Pour ce tout nouveau spectacle spécialement conçu pour le public d’ici, Michel Fugain était entouré d’un band complètement québécois comprenant Daniel Lacoste aux guitares et direction musicale, Marc Hébert à la basse, Simon Blouin à la batterie, Vincent Réhel aux claviers, Jocelyn Tellier aux guitares et Paul Picard aux percussions. À la voix et aux chorégraphies, on pouvait également compter sur la présence de sa complice et épouse Sanda Alexandru-Fugain.

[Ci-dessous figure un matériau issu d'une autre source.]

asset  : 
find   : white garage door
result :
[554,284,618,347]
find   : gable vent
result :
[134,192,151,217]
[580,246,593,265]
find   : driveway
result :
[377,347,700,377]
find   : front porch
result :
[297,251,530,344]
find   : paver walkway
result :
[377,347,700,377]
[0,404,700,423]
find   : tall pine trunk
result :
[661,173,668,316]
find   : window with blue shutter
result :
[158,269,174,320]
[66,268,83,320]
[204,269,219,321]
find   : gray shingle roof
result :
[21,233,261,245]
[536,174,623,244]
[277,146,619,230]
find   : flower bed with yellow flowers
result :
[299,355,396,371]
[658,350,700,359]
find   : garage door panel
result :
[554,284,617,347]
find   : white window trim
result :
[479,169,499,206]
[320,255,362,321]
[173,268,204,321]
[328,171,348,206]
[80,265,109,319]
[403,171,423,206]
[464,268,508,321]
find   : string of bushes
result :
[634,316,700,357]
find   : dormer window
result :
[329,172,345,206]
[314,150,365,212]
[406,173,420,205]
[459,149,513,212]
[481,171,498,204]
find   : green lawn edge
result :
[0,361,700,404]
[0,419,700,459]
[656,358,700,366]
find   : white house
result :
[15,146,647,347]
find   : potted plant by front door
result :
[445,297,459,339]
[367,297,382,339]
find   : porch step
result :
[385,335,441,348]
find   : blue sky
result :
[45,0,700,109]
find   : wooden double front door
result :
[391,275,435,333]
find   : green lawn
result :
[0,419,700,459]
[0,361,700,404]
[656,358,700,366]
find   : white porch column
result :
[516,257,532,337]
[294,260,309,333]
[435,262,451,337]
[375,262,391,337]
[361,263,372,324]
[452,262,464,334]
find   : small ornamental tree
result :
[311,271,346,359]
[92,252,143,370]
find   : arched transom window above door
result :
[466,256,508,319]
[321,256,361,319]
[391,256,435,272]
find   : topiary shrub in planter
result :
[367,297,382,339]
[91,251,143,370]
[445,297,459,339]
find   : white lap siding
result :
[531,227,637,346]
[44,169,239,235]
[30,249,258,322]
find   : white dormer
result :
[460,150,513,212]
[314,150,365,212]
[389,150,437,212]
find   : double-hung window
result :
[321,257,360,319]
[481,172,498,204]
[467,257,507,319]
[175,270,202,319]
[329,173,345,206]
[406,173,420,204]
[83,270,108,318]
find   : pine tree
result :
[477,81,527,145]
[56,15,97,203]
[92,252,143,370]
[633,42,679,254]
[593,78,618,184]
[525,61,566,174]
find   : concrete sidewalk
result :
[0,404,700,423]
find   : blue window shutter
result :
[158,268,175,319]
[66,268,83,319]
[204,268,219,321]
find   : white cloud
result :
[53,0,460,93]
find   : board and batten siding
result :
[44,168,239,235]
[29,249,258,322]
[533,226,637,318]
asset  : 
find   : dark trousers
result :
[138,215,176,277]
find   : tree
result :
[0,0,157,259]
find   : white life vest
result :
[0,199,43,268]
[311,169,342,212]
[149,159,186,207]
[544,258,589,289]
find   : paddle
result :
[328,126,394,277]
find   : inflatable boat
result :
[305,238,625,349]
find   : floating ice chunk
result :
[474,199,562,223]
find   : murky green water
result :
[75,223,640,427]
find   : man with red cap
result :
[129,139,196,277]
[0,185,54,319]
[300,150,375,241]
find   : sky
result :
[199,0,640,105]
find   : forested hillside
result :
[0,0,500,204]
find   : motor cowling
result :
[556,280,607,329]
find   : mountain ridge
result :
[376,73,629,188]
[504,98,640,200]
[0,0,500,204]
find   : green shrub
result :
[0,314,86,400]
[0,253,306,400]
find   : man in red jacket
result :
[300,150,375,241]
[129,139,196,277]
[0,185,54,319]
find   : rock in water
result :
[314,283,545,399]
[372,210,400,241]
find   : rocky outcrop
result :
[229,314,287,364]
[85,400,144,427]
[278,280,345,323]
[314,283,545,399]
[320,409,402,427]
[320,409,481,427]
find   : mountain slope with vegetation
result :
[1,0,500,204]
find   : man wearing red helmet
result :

Selon les informations qu’il nous a fournies, l’IA n’est pas à l’affiche de ce spectacle, et ce, au grand plaisir de l’assistance. Michel Fugain a ouvert le spectacle avec la pièce Chante comme si tu devais mourir demain. La foule s’est enflammée et l’a accompagné dans ce premier tour de chant en marquant le temps des mains. L’artiste, toujours aussi passionné, a ensuite ouvert le dialogue avec la foule pour raconter la ligne de temps de son impressionnante carrière. Ses interventions entre les chansons nous permettaient d’étendre nos connaissances sur ses chansons, sur le Big Bazar qu’il a dirigé pendant cinq ans ainsi que sur sa vie à lui.
Il n’a pas manqué de nous raconter ses rencontres avec Pierre Delanoë et Maurice Vidalin ainsi que sa collaboration avec ces deux paroliers, qui sont à la source des chansons de l’album présenté par le Big Bazar en 1973. Il nous a fait entendre un extrait de l’album La Vie, l’Amour, etc., intitulé La rue du temps qui passe dont les paroles sont de Claude Lemesle et la musique du beau Michel. Il a immédiatement fait un lien entre cette chanson et un autre succès du Big Bazar, Je n’aurai pas le temps.

Michel Fugain nous a fait revivre cette belle époque qu’a été celle du Big Bazar avec entre autres Fais comme l’oiseau (basée sur une chanson qu’il avait entendue au Festival de Rio et sur laquelle Delanoë a ajouté des paroles) et Les Gentils, les Méchants. Nous avons pu entendre également Sanda, qui nous a interprété Laissez danser sous le regard attentif et bienveillant de Michel.
Ce spectacle est empreint de chansons marquantes, légères et vibrantes, mais aussi de beaucoup d’humour. À travers ses 84 ans, Michel Fugain nous a donné une leçon de vie en chantant et dansant avec une passionnante et vibrante jeunesse éternelle.

C’est en tapant dans la main du public que Michel et Sanda ont clos le spectacle en chantant en symbiose Viva la Vida. Une belle manière de faire trembler les murs de cette Cinquième Salle que les amoureux rempliront jusqu’au 25 avril 2026.